The problem I'm running into is that overlayroot seems to assume that these layers are running on distinct block devices, and it seems overwhelmingly people use an in-memory tmpfs for the upper layer (so much so that it seems to be implicit when people write about overlayroot online). As far as I can tell from the overlayroot documentation and Googling, I have these options:

Use a tmpfs upper layer
Partition my SD card such that I have a device for "upper" and "lower"
Maybe create a loop device from a file on a single primary partition

Use a tmpfs upper layer

This option is the easiest to get working, but it seems like overlayroot will use half of the available memory for the tmpfs which is a lot for a raspberry pi (particularly my 1GB pis). As far as I can tell, there's no way to specify an amount of memory before it starts swapping to disk, and I'm also not sure how the performance of swapping a tmpfs to disk will compare to just writing to a block device (moreover, I would think I still would need a large swap partition anyway, so I don't think this ends up buying me anything over a partitioned SD card).

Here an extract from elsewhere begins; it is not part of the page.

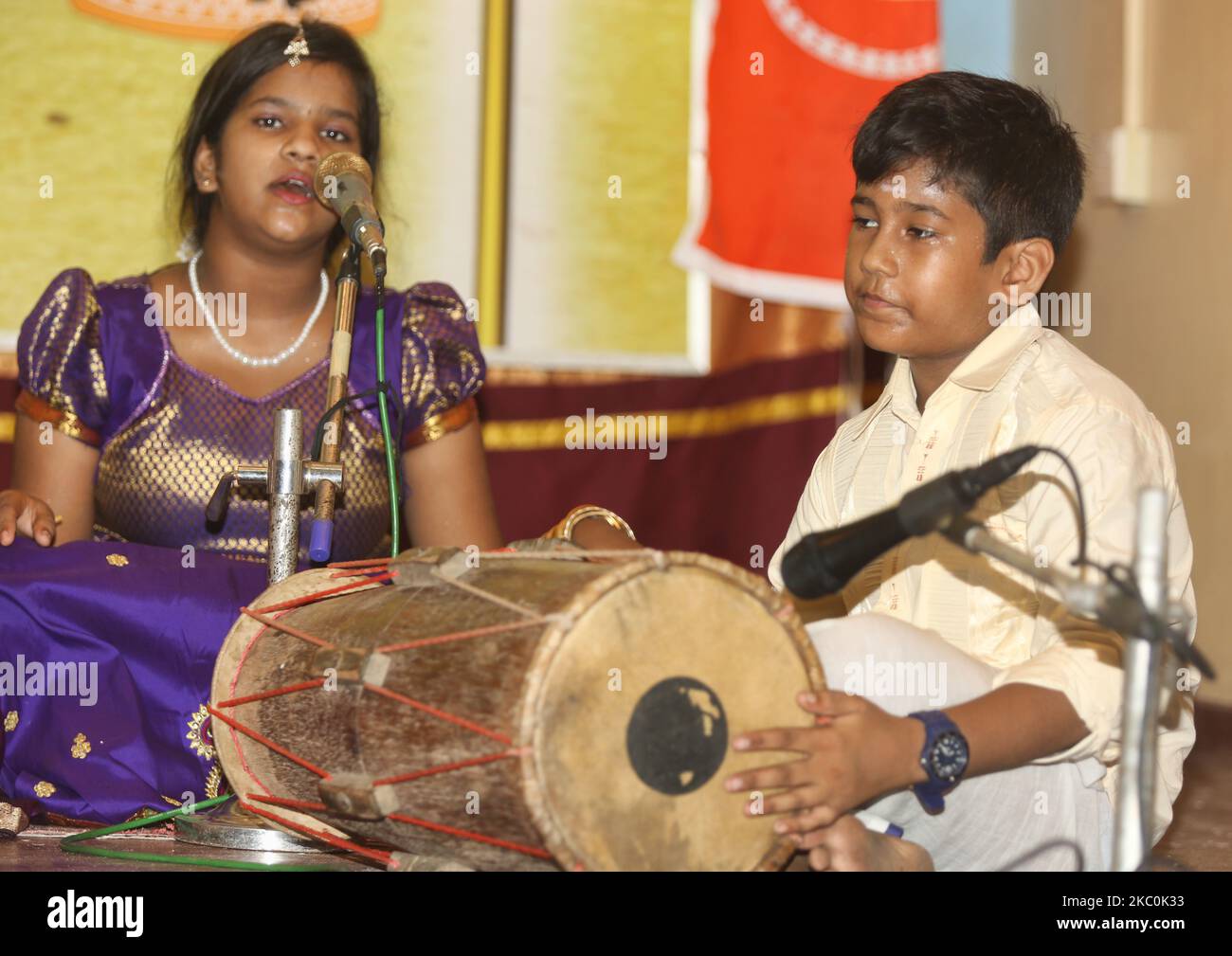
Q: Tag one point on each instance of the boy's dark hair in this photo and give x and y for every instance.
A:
(1003, 147)
(232, 75)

Partition SD card into "upper" and "lower" partitions

Basically this approach involves writing a Raspberry Pi disk image file to an SD card and then creating a third "upper" partition with the remaining space. This will give me devices that I can reference in the overlayroot.conf file, but it's a pretty significant mount of work everytime I want to burn a new SD card (there's probably some way to automatically grow the third partition, but I'm not sure how to make that happen at the moment).

Maybe create a loop device from a file on a single primary partition

I'm not sure if this is feasible for a few reasons, but the idea is that I shouldn't have to create partitions just to get a separate block device. I should be able to create a file on my primary partition, create a loop device from that file, and reference that loop device from my overlayroot.conf file. The main challenge here is that loop devices don't persist across boots, so I would need to inject a script that runs before overlayroot which creates the loop device, and I'm not sure when exactly overlayroot runs during the boot process, nor how to hook in my script. I haven't found anything online about using overlayroot with loop devices (a few things about using a DIY overlayroot-like system with a loop device, but nothing about overlayroot specifically).

Conclusion

The tmpfs solution seems unworkable for my requirements (not using a bunch of memory), and the loop device solution seems like a thread that I could pull for a very long time before getting anything working (mostly because of my poor understanding of the Linux boot process). The partitioned SD card solution seems like the fastest path to a working solution, but it also requires a lot of work each time I'm burning an SD card (any time I want to add a new Pi to the cluster or replace an SD card).

As such, I'll start by getting the partitioned SD card working and see how that works out in practice. Hopefully I won't be burning SD cards so often as to be burdensome, and even if it is painful, I can probably automate away a fair amount of that pain (scripting the SD card burning process).

Craig Weber